Bruxelles, 09/05/2011 (Agence Europe) - Le président de la Commission européenne, José Manuel Barroso, a confirmé vendredi 6 mai aux « journées d'études du PPE », qui ont eu lieu à Palerme, la présentation, le 24 mai par la Commission européenne d'une communication intitulée 'Partenariat pour la migration, la mobilité et la sécurité avec la Méditerranée méridionale'. Ce sera la contribution européenne à la transformation de sociétés en révolution. « Nous avons fixé trois priorités indissociables les unes des autres: aider à la transformation démocratique, promouvoir un partenariat renforcé avec la société civile et apporter notre soutien à un développement économique durable et équitable », a déclaré M. Barroso. « Nous leur avons donc proposé un partenariat pour la démocratie et la prospérité partagée. Il est l'expression de notre volonté d'aller plus loin avec eux dans la mise en place de réformes politiques et économiques ambitieuses », a-t-il ajouté.
« Il revient à ces pays, à ces sociétés, de prendre leur propre destin en main et de décider de leur avenir. Mais nous aurions tort de rester indifférents aux changements en cours et aux appels de cette jeunesse, des hommes et des femmes, pour plus de liberté, de démocratie et de dignité », a souligné le président de la Commission. L'UE entend cependant les aider: « C'est, fortes de leur union, que nos démocraties aideront ces jeunes pousses démocratiques à s'enraciner et croître ».

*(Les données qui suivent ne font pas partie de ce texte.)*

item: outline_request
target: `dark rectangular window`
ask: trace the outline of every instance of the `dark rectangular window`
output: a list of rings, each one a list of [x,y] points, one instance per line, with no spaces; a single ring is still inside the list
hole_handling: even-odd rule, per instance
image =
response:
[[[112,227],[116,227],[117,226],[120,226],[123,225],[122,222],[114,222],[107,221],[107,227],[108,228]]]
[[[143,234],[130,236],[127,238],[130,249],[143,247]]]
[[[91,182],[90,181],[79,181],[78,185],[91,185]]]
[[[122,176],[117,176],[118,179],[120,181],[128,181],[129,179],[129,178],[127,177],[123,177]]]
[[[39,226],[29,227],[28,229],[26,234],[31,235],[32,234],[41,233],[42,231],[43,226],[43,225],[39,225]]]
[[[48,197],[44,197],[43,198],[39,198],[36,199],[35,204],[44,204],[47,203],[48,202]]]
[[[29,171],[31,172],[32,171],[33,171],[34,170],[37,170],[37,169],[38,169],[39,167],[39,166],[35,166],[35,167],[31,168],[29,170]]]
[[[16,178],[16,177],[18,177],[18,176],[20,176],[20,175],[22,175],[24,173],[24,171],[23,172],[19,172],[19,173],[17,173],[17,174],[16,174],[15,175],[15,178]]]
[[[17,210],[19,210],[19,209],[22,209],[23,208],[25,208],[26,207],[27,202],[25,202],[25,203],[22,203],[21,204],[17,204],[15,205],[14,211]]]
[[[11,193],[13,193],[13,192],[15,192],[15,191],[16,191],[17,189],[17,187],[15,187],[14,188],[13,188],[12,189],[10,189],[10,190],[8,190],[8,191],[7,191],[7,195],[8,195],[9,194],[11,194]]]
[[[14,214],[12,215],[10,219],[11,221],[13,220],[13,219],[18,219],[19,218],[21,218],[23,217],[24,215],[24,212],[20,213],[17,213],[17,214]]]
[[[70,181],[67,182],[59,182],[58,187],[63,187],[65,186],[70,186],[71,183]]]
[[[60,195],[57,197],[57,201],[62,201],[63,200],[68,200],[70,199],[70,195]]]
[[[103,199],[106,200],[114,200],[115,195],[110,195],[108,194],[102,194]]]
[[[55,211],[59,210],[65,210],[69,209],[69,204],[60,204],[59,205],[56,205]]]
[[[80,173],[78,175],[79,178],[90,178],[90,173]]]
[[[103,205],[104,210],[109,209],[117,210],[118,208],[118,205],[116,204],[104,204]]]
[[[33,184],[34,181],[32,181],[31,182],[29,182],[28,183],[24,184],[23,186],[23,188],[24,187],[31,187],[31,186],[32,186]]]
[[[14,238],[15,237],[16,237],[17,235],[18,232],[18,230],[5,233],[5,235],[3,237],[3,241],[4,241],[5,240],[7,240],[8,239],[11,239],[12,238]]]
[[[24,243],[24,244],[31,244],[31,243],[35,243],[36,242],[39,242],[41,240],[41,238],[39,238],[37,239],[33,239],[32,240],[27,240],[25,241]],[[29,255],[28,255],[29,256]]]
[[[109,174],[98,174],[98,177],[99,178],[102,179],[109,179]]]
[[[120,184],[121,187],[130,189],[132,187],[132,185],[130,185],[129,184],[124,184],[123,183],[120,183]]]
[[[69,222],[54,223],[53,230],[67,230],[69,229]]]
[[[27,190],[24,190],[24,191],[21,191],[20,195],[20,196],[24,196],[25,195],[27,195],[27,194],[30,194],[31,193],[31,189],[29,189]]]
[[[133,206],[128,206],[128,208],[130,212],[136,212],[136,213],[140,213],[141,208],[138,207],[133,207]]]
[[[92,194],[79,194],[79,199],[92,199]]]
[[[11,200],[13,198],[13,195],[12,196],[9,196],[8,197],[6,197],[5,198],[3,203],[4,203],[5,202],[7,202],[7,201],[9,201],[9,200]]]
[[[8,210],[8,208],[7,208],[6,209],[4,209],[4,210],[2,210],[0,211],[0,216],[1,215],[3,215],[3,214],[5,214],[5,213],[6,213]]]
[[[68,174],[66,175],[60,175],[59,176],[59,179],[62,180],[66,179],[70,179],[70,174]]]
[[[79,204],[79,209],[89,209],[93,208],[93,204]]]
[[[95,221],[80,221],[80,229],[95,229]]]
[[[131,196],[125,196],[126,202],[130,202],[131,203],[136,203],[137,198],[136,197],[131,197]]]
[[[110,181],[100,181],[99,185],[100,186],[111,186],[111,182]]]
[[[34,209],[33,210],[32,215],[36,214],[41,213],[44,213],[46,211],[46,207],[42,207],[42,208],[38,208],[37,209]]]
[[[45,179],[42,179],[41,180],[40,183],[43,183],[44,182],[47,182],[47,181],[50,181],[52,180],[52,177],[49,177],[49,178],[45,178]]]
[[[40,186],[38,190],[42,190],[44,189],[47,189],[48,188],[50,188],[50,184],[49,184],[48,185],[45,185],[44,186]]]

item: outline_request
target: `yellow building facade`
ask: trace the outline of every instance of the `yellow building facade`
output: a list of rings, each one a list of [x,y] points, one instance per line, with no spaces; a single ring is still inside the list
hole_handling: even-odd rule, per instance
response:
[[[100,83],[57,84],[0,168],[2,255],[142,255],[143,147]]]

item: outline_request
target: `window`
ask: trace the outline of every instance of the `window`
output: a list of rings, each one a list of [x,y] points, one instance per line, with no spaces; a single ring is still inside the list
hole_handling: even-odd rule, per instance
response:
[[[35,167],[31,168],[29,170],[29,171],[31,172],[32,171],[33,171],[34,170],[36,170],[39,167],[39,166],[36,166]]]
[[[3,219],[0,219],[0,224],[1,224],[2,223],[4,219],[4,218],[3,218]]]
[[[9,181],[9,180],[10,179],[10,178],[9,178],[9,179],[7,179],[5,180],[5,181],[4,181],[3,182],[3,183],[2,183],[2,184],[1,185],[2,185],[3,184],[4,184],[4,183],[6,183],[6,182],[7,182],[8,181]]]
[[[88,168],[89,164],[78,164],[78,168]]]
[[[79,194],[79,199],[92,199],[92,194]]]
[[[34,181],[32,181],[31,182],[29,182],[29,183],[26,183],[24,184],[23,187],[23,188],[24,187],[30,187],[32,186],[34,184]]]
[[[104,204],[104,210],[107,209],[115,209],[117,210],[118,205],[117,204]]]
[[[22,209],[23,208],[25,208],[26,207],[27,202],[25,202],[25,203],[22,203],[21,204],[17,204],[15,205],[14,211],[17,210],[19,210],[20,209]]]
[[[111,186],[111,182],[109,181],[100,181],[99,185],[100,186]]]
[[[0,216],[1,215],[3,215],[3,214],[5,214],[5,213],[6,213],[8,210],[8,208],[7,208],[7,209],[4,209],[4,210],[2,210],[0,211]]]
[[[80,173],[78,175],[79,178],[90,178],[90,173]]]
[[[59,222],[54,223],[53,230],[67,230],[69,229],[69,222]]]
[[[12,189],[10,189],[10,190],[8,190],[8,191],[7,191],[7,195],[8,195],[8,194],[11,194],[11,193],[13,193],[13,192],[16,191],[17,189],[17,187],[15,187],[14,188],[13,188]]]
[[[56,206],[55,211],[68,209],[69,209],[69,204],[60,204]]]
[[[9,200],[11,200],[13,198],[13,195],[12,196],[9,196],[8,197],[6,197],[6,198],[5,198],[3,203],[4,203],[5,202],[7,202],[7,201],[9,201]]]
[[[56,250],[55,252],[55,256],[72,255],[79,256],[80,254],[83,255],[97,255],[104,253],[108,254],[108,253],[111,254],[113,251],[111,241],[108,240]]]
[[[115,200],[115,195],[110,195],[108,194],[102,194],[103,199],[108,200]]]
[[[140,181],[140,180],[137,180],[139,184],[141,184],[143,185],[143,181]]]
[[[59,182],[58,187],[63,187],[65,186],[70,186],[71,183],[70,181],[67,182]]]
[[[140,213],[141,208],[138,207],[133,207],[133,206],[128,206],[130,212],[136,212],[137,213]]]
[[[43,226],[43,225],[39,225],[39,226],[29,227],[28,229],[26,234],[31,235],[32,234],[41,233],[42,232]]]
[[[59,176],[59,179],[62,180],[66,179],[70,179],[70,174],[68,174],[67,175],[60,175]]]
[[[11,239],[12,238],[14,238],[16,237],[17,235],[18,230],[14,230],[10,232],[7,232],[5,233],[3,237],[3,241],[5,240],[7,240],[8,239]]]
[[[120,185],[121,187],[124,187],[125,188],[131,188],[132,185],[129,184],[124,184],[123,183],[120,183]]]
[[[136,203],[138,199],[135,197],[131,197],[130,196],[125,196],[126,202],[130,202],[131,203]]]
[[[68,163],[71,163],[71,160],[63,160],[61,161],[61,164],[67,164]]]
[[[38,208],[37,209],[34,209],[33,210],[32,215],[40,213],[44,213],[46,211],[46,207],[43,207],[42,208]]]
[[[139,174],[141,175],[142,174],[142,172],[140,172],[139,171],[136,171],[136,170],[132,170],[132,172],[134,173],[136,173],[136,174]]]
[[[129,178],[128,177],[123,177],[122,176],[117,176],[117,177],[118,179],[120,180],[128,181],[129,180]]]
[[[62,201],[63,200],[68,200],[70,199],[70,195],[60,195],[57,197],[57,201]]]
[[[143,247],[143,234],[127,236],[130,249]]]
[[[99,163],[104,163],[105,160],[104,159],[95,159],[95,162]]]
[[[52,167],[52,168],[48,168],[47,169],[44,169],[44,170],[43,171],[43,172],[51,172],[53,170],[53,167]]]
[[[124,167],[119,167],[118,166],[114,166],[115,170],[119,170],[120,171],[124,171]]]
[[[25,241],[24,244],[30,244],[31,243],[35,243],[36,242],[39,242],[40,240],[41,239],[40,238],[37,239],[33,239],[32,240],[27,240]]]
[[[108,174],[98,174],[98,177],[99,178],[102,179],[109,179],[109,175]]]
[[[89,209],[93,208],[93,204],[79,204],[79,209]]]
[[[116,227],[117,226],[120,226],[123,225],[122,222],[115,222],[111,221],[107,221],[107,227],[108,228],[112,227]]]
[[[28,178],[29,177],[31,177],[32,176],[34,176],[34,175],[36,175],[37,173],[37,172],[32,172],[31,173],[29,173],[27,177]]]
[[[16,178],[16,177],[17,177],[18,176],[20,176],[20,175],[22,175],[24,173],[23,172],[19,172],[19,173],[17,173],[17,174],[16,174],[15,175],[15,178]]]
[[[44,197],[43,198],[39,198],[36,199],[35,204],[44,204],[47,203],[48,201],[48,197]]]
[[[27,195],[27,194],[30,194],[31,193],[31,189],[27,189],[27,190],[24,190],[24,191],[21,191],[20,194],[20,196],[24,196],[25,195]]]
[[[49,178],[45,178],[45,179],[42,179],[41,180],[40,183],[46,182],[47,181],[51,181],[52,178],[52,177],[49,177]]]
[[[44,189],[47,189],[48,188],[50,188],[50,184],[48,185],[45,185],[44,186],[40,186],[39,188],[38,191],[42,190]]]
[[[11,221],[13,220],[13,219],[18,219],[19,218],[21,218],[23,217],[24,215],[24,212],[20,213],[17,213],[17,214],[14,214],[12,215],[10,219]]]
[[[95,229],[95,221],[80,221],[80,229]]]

Il a expliqué que « la mise en œuvre concrète de ce partenariat sera adaptée aux conditions spécifiques de chacun des pays et aux différents rythmes des réformes. Ce sera plus pour plus; c'est-à-dire plus de réformes pour plus de soutien ».
M. Barroso a rappelé l'effort déployé aux côtés de la Tunisie, premier pays à avoir accompli une telle révolution démocratique. Et c'est avec ce pays également que l'UE fait face au défi important de l'endiguement de flux migratoires tunisiens et en provenance de Libye. « Nous travaillons déjà avec la Tunisie sur un tel partenariat, notre objectif étant de mieux maîtriser les flux migratoires dans notre intérêt commun. Cela nous permettra de mieux gérer l'accès des travailleurs tunisiens au marché de l'emploi européen ainsi que la mobilité des citoyens tunisiens dans l'espace Schengen. Mais cet accès ne peut pas être garanti sans conditions: de son côté, la Tunisie devra assurer le contrôle effectif de ses frontières, prévenir l'immigration illégale, et coopérer dans la réadmission des migrants en situation irrégulière. Pour cela, il est aussi important que la Tunisie puisse conclure un accord sur des méthodes de travail avec Frontex qui lui apportera son expertise et son soutien. Ce sont des sujets que j'ai abordés avec le président et le Premier ministre de la Tunisie lors de ma visite à Tunis le 12 avril dernier et le dialogue est en train de se poursuivre maintenant au niveau des hauts fonctionnaires ».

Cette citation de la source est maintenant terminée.